The prognosis? Deffeyes has no doubt that by 2019, the year in which Hubbert's theories indicate global oil production will drop to ninety percent of current rates, human ingenuity will have found replacement energy sources (see "What Energy Crisis?", below). But Deffeyes is optimistic about the long term only because he believes that by 2010, pressures will grow so intense that they'll create the resolve necessary to develop a new energy economy. In the short term, he foresees continually rising oil prices that force industry after industry closer to the wall. He fears not just escalating resource wars around the world but also mass starvation in some countries, since the 6.4 billion people living on the earth today are fed thanks largely to the successes of the 20th century's "green revolution", which, among other innovations, brought petrochemical-based fertilizers into wide use.

Because fifteen years ago we failed to begin developing the new energy sources and technologies we need now, Deffeyes argues, in the immediate future we'll have to rely on what we've got. In Beyond Oil, he examines how we might optimize the use of our geologically derived energy sources.

Deffeyes suggests that coal will make a comeback and that Fischer-Tropsch conversion - the process by which the Nazi regime turned coal into gasoline to keep its Panzers running during World War Two - might become commonplace. He grants that there'll be an outcry over the ecological costs of burning coal; similarly, there'll be much agonizing as nuclear power plants are again rolled out. But Deffeyes believes that M King Hubbert, whose 1956 paper predicting the US oil production peak is titled "Nuclear Energy and the Fossil Fuels", was right: nuclear power will be part of our response to decreasing reserves of oil and natural gas, as necessity overrides any political opposition.

Ultimately, says Deffeyes, we may just have to resign ourselves to relying more on coal, wind, and nuclear fission for electricity - and switching to high-efficiency diesel and hybrid automobiles - in order to ration our remaining oil reserves for as long as possible. Abundant energy from fossil fuels was a one-time gift, Deffeyes concludes, that lifted humanity up from subsistence agriculture and has led to a future based on renewable resources.
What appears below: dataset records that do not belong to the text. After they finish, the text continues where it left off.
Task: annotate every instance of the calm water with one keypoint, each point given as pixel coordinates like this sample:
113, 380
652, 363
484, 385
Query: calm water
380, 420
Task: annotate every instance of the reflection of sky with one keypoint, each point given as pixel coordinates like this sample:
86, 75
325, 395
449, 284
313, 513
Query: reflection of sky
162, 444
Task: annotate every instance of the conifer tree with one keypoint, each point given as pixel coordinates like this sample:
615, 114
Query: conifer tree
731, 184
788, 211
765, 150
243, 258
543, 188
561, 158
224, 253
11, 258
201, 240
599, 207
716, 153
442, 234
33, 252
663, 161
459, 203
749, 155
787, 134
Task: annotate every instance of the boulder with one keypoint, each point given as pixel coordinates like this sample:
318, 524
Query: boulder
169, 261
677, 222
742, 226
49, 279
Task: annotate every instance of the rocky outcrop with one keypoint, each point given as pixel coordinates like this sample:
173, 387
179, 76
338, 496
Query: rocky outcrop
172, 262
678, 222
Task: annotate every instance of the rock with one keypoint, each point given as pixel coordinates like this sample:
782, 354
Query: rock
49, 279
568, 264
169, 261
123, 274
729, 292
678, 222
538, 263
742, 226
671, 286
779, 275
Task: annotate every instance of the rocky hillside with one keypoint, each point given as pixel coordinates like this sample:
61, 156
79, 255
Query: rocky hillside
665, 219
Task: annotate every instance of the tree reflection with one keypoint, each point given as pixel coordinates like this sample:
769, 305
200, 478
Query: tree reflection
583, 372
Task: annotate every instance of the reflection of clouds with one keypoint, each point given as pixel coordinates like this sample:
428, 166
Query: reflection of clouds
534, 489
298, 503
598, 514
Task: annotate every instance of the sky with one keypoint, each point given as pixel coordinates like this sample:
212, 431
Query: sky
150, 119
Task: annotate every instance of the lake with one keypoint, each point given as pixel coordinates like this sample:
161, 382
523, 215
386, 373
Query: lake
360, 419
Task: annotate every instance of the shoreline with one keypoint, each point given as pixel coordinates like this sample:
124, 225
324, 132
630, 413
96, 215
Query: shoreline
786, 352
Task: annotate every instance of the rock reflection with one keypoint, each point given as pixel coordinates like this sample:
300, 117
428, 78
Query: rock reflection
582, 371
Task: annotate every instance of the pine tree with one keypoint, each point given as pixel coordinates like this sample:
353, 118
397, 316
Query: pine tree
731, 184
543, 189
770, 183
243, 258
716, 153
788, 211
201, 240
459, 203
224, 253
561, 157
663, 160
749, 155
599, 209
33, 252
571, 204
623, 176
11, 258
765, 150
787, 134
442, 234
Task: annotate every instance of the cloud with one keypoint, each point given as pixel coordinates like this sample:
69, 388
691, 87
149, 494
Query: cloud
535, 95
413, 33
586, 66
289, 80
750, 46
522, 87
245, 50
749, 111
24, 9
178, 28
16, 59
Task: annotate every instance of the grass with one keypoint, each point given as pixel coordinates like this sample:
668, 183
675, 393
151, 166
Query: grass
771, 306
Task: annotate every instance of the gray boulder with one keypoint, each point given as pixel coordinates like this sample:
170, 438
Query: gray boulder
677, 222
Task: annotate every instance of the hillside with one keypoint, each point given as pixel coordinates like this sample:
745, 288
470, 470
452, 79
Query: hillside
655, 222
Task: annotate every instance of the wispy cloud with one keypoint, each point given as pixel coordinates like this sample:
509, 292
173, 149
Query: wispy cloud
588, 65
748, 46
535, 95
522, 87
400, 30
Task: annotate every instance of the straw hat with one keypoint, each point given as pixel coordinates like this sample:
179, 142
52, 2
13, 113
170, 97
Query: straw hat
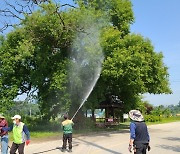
1, 116
136, 115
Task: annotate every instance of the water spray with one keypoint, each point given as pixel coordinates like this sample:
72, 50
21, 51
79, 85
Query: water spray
86, 97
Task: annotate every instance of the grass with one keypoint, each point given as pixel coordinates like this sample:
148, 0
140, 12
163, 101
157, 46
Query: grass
165, 120
52, 135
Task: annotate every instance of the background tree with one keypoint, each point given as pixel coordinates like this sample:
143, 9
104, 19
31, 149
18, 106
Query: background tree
35, 55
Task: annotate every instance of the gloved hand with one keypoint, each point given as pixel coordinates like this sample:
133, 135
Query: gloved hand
27, 142
130, 148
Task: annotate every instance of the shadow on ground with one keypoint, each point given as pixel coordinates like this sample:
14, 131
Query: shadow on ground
172, 138
98, 146
172, 148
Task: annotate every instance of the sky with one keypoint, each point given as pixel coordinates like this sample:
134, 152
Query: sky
159, 20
http://www.technologyreview.com/articles/05/02/issue/review_oil.asp?p=0



What Energy Crisis?

Question and Answer with Peter Huber

by Spencer Reiss

Peter Huber, an engineering professor turned telecommunications lawyer, doesn't worry whence the next electron will come.

Q: The idea that we're running out of energy is deeply ingrained. How can it be so wrong?

A: It's very easy to get pessimistic about energy. Energy doesn't just drop into your lap. The idea that demand will someday outpace supply seems obvious. But historically that hasn't happened, and there's good reason to suppose it won't, because the factors that determine supply are overwhelmingly technological. And our technology improves very fast. Energy technology in particular is advancing faster than it ever has before.


Q: Why is your new book, The Bottomless Well, subtitled The Twilight of Fuel?

A: What matters isn't the price of a barrel of oil. What matters is the price of getting mom and the kids to the soccer field. And that depends on two factors: the cost of the fuel and the cost of all the hardware, the technology, we wrap around it. Fuel is an ever diminishing part of the equation.


Q: You mean efficiency saves the day?

A: The opposite: efficiency always leads to more consumption, not less.
Hybrid cars and semiconductor lights are very quickly going to be cloned into all sorts of new applications that don't even exist today, and total energy consumption will rise, not fall. One highly energy-efficient Nintendo machine per teenager consumes far more power in the aggregate than one ENIAC per planet.